The F.B.I. arrested the leader of a violent California neo-Nazi gang after he fled to Central America. Robert Rundo, 28, of Huntington Beach, is the founder of the so-called Rise Above Movement, which was accused of committing violent acts at protests throughout California last year. Two other members of the group were also arrested.
13
In San Bernardino County, people are 20 times more likely than other California residents to have their Facebook account or iPhone secretly surveilled by the police. Now the Electronic Frontier Foundation is suing the county sheriff’s office after being stonewalled in its effort to find out why.
14
Darius Miles.
“Dudes like me ain’t supposed to talk about this type of stuff. I’m about to tell you some real shit.” Darius Miles, the former Los Angeles Clipper, wrote a thoroughly riveting account of what it’s like to go from high school straight to the N.B.A., with insights like this one: “Listen, it takes a long time to go broke buying Ferraris. What makes you go broke are shady business deals.”
California the beautiful
15
Racetrack playa is an almost perfectly flat dry lake populated with eerie stones.

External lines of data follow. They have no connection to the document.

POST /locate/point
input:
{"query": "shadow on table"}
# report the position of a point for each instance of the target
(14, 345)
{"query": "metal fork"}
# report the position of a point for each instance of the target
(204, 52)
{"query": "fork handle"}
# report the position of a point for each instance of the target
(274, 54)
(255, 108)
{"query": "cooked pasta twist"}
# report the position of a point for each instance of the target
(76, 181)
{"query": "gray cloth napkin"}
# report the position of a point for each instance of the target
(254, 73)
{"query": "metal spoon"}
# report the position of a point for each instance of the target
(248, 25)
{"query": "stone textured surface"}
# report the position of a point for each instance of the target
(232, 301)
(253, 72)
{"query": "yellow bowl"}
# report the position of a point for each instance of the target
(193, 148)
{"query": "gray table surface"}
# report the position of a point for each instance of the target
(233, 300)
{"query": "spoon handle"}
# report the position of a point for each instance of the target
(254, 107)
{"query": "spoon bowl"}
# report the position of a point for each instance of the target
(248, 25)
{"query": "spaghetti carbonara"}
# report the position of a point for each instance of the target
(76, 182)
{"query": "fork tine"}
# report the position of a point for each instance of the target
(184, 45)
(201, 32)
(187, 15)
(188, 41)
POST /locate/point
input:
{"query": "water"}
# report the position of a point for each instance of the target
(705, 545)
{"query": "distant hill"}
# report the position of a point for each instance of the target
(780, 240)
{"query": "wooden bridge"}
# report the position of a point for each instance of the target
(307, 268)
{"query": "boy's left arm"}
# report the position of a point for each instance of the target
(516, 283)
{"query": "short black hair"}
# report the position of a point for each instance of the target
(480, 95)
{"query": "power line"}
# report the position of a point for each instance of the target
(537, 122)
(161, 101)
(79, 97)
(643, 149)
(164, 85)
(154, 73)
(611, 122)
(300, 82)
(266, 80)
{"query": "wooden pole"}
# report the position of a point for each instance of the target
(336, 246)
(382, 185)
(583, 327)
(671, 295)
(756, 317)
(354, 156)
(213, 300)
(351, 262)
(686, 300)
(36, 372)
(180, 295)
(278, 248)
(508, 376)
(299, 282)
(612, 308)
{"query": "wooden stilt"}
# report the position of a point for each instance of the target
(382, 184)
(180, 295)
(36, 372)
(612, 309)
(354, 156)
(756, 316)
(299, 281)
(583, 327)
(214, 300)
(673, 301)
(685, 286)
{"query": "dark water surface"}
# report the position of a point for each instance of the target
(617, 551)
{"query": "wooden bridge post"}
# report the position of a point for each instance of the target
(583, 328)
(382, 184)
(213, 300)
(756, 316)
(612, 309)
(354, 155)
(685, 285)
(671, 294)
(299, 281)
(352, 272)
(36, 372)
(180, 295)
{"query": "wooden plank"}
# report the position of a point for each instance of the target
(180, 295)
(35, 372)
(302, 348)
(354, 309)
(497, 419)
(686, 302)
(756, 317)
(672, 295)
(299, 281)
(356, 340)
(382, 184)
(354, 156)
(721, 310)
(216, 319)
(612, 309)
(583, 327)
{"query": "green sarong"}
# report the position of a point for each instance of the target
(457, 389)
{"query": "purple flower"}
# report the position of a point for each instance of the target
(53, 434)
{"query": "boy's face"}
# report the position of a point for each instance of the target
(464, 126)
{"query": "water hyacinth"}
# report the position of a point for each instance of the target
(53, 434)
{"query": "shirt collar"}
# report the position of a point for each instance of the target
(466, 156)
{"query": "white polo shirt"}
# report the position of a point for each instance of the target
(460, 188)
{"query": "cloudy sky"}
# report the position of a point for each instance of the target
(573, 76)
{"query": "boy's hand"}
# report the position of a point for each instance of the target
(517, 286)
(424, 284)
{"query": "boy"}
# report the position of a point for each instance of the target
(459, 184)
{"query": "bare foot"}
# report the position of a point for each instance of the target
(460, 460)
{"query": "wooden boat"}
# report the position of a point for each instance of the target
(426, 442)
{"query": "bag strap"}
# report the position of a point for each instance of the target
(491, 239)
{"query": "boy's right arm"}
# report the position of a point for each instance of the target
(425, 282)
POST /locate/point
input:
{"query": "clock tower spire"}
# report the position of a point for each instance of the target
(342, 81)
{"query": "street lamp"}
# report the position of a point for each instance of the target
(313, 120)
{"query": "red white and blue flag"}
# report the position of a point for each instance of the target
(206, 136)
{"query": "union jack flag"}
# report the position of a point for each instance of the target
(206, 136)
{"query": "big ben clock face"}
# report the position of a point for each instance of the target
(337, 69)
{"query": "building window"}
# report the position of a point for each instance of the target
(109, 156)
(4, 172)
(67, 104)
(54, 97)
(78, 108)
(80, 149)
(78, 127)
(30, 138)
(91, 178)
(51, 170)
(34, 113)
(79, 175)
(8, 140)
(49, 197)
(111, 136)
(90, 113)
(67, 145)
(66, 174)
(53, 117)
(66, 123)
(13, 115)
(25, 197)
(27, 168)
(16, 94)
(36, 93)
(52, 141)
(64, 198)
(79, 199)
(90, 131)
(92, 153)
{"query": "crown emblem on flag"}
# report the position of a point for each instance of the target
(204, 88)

Rocks scattered on an ancient dry lakebed in Death Valley have graceful trails behind them, as if they were inching across the surface.
For decades, no one fully understood the forces behind the “sailing stones” of Racetrack playa. Then a few years ago, researchers solved the mystery. Turns out, when the playa is flooded, the rocks are nudged by sheets of floating ice that slide across the water with the wind.
To visit the playa, you need four-wheel drive and fortitude. It’s reachable only by driving 26 miles of washboard-surface road. But the reward, one travel writer said, is akin to walking on the moon without a space suit.